| Stony Brook Researcher Receives Prestigious Award For His Role In The Discovery Of Supergravity;
Peter van Nieuwenhuizen and Two Colleagues Awarded Heineman Prize
STONY BROOK, N.Y. — A Stony Brook University researcher has been named a recipient of the 2006 Dannie Heineman Prize for Mathematical Physics, one of the most prestigious honors awarded by the American Physical Society for his role in the discovery of supergravity.
Distinguished Professor Peter van Nieuwenhuizen of Stony Brook's C.N. Yang Institute for Theoretical Physics and the Department of Physics and Astronomy, will receive the prize along with co-recipients Daniel Z. Freedman of MIT and Sergio Ferrara of the European Center for Nuclear Research.
The award recognizes the discovery of supergravity, announced in a series of research papers in 1976, when Freedman was also on the faculty of the Institute of Theoretical Physics and Ferrara was a frequent collaborator there. In 1993, the trio received the prestigious Dirac Medal of the International Center for Theoretical Physics, Trieste, Italy for this work.

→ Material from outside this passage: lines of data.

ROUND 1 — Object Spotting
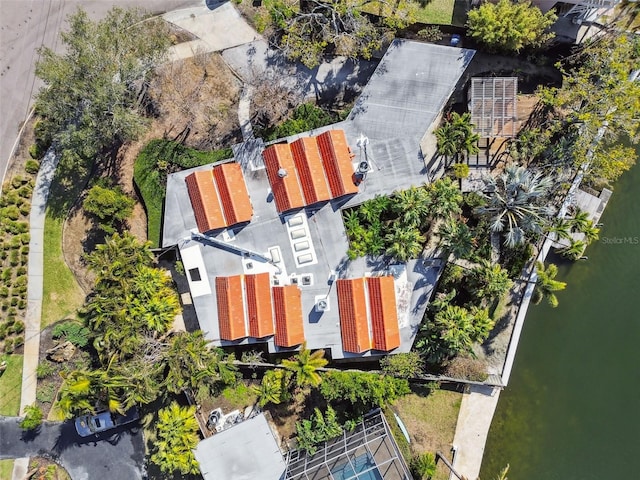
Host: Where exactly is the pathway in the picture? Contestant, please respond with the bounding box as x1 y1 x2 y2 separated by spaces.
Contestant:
453 385 500 480
13 149 58 480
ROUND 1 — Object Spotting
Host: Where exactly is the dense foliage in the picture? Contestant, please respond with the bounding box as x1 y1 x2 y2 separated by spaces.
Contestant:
296 406 342 455
151 402 200 475
35 8 169 186
258 0 418 68
82 184 135 234
467 0 557 53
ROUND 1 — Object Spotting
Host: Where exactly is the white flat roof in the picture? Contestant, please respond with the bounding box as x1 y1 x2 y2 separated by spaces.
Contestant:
195 413 286 480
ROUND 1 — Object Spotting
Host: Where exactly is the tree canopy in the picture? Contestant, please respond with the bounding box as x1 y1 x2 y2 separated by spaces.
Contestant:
263 0 417 68
35 7 169 171
467 0 557 52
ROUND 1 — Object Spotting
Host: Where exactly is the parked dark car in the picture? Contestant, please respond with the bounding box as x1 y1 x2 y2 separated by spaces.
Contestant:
75 407 140 437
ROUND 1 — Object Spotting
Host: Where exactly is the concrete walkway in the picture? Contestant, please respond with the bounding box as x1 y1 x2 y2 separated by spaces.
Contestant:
453 386 500 480
13 149 58 480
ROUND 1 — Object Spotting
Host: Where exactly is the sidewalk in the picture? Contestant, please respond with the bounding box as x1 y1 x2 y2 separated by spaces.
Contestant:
453 386 500 480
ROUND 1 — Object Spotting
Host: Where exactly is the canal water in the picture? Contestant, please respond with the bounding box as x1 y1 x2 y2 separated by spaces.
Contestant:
481 148 640 480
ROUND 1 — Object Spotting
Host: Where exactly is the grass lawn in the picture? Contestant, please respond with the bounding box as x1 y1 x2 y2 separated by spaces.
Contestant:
0 460 13 480
0 355 22 417
41 213 84 328
387 387 462 480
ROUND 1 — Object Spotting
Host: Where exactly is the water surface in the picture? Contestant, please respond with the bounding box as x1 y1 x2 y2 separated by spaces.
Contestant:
481 152 640 480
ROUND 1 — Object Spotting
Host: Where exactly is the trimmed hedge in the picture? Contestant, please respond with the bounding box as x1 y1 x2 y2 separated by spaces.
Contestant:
133 139 233 247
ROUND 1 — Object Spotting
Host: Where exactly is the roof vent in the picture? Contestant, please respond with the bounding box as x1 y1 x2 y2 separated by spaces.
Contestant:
316 296 329 312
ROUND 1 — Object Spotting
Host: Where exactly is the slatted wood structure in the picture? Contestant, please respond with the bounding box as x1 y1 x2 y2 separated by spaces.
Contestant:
316 130 358 198
185 163 253 233
336 278 371 353
272 285 304 347
262 143 306 212
291 137 331 205
336 276 400 353
185 170 226 232
216 275 247 341
367 277 400 352
262 130 358 212
244 273 274 338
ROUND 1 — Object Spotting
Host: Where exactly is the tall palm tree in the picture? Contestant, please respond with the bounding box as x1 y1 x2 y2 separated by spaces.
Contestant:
438 218 476 258
385 224 425 262
476 164 553 247
282 342 329 388
435 112 480 163
393 187 430 227
151 402 200 475
531 262 567 308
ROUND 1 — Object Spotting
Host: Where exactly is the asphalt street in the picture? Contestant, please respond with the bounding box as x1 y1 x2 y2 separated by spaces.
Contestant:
0 417 144 480
0 0 202 183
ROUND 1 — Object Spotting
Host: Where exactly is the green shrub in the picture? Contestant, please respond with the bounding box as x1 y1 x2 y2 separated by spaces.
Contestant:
11 175 29 189
18 185 33 198
410 452 436 480
52 322 91 348
36 382 56 403
11 320 24 333
24 158 40 175
133 139 233 247
20 405 43 432
36 360 56 380
0 205 20 220
20 202 31 217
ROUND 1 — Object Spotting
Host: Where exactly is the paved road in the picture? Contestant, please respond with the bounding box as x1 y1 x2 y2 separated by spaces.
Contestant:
0 0 202 183
0 417 144 480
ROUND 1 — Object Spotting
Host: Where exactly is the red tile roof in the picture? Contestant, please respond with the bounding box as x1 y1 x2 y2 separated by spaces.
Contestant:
262 143 305 212
185 170 226 232
244 273 273 338
273 285 304 347
216 275 247 340
367 276 400 352
213 163 253 225
316 130 358 198
336 278 371 353
290 137 331 205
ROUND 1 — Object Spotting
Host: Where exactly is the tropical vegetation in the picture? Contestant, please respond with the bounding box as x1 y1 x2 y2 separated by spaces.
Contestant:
467 0 558 53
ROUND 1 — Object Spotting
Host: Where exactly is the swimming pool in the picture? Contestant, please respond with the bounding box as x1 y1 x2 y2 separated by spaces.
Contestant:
331 453 383 480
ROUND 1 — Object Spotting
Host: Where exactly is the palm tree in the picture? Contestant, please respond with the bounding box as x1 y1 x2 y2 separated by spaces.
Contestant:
393 187 430 227
385 224 425 262
151 402 200 475
569 209 593 232
559 240 587 260
470 260 513 299
476 164 553 248
531 262 567 308
429 177 462 219
282 342 329 388
438 218 476 258
435 112 480 163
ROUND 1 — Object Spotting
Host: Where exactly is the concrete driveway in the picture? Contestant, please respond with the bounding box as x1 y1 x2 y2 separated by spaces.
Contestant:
0 417 144 480
0 0 202 183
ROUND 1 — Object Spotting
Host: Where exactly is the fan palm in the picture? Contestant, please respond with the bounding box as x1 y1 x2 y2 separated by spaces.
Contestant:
531 262 567 308
385 224 425 262
476 165 553 247
438 218 476 258
282 342 329 387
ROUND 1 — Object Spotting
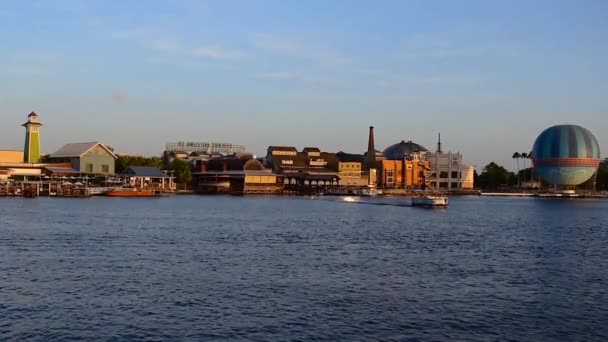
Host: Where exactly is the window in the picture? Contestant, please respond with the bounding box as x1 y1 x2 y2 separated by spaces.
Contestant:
386 170 395 184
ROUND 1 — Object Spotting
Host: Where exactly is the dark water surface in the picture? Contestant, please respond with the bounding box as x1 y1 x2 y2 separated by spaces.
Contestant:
0 196 608 341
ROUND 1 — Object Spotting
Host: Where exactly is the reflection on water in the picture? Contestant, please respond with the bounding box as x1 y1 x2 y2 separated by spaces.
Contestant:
0 196 608 341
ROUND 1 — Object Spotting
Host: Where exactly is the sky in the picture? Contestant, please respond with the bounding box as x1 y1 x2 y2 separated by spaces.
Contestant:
0 0 608 168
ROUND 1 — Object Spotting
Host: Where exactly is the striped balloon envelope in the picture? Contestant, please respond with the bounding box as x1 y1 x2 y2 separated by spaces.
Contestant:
532 125 600 186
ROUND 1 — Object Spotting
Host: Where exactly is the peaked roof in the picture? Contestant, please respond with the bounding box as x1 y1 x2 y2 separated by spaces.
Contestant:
302 147 321 153
50 142 118 159
127 166 167 178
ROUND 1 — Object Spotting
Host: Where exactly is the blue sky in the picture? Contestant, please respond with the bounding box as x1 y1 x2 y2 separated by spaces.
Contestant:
0 0 608 167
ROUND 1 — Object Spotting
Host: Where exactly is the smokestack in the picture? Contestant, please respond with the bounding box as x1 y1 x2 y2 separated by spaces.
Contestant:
367 126 376 162
437 132 443 153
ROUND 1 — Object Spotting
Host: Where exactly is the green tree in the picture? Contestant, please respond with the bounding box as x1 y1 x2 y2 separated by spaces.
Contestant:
477 162 515 190
512 152 521 186
521 152 528 187
171 159 192 189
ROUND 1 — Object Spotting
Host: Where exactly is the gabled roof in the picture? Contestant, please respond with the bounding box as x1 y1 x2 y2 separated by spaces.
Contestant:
336 151 365 163
45 166 80 175
302 147 321 153
127 166 167 178
50 142 118 159
268 146 298 152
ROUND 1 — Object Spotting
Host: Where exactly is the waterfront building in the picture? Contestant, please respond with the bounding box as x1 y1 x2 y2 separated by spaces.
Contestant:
21 112 42 164
366 127 429 189
264 146 340 193
0 150 24 164
49 142 118 175
163 141 246 168
192 154 283 194
124 166 176 191
425 134 475 191
336 151 377 188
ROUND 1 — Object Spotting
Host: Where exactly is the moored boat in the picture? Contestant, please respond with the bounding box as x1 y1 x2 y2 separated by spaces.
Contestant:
412 194 448 208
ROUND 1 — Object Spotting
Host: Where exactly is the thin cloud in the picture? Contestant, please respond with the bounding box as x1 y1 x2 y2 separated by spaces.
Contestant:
112 29 179 52
192 46 245 59
401 35 519 58
250 33 349 64
112 28 246 60
257 71 335 83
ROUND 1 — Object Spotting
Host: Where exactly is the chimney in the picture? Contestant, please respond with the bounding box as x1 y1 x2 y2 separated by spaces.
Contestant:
367 126 376 162
437 132 443 153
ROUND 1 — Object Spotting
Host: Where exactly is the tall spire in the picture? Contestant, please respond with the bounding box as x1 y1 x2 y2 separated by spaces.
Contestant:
437 132 443 153
367 126 376 162
21 112 42 163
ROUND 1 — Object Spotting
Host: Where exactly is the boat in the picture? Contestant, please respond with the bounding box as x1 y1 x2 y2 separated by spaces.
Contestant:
358 187 382 197
105 188 160 197
412 194 448 208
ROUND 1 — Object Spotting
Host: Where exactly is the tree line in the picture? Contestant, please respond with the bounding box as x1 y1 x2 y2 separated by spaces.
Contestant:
475 157 608 191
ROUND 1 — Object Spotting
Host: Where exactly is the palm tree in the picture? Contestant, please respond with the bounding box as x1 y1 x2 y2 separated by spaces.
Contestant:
521 152 528 190
528 151 534 183
512 152 521 187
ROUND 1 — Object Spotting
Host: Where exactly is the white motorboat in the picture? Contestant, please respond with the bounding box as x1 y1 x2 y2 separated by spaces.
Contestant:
412 194 448 208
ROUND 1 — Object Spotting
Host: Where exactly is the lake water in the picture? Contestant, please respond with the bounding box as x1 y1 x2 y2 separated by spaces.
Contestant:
0 196 608 341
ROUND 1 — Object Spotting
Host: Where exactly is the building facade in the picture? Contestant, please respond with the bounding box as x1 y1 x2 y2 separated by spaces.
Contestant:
192 155 283 194
49 142 118 175
426 151 475 191
21 112 42 164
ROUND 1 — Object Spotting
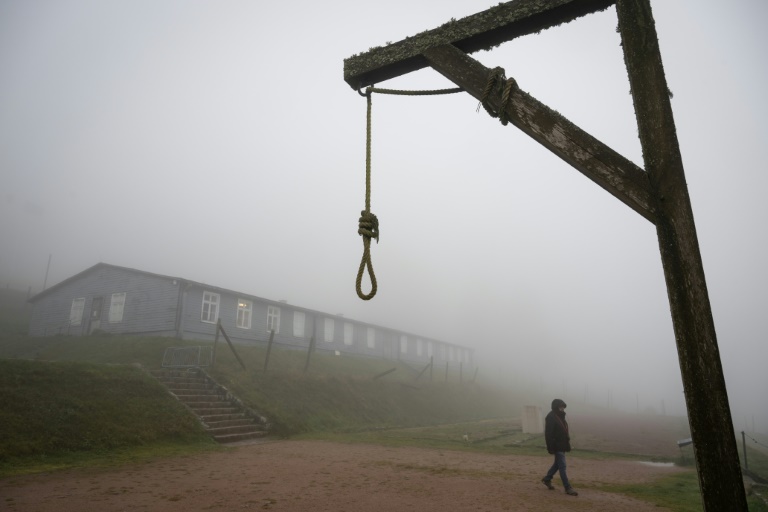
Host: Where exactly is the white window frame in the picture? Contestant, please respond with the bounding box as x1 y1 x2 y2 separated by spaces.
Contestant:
293 311 307 338
235 299 253 329
109 292 125 324
323 318 336 343
267 306 280 334
200 291 221 324
69 297 85 325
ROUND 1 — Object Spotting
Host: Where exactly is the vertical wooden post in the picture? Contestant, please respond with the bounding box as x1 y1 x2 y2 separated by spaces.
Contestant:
264 329 275 373
616 0 747 512
211 318 221 368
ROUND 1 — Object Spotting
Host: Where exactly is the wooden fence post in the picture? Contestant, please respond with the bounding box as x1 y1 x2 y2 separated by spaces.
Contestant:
304 334 315 373
216 318 247 370
264 329 275 373
211 318 221 368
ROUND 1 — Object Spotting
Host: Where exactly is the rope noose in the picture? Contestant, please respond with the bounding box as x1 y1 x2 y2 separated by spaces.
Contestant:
355 87 464 300
355 87 379 300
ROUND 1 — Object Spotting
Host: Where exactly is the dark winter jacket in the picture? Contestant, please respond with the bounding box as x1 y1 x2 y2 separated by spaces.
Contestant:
544 398 571 453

Supergravity is one of Stony Brook's greatest contributions to science. It generalized Einstein's theory of gravity by incorporating the then-novel idea of supersymmetry. The combination of these powerful ideas by Ferrara, Freedman and van Nieuwenhuizen showed that gravity may be unified with other forces in nature, and that in fact, this unification will predict as-yet unseen particles and forces between them.
Supergravity quickly became a pillar of mathematical physics. In the following decades its many implications for physics beyond our "Standard Model" of known particles and forces, for string theory and for mathematics have become more and more evident. Indeed now, nearly thirty years later, supergravity is as much a subject of interest as ever. Many of its implications will be tested at the Large Hadron Collider, the world's most powerful particle accelerator, soon to be completed at CERN.
The Heineman Prize is one of the oldest and most prestigious of the American Physical Society's international prizes, and has been shared by many Nobel Prize winners and winners of the Fields Medal (the mathematics equivalent of the Nobel Prize). Former Stony Brook winners are Distinguished Professors Barry McCoy of the YITP and James Glimm of the Department of Applied Mathematics and Statistics. The prize will be presented at the 2006 APS April Meeting in Dallas.
With this prize, Yang Institute for Theoretical Physics and Department of Physics and Astronomy faculty have received six major American Physical Society awards over the past seven years. In 1999, the Lars Onsager Prize in statistical physics was awarded to Einstein Professor Emeritus C.N. Yang and the Heineman Prize to Barry McCoy; in 2001, the Bethe Prize for astrophysics was given to Gerald E. Brown and Panofsky Prize for experimental particle physics to Paul Grannis; and in 2003, the J. J. Sakurai Prize for particle theory was awarded to George Sterman.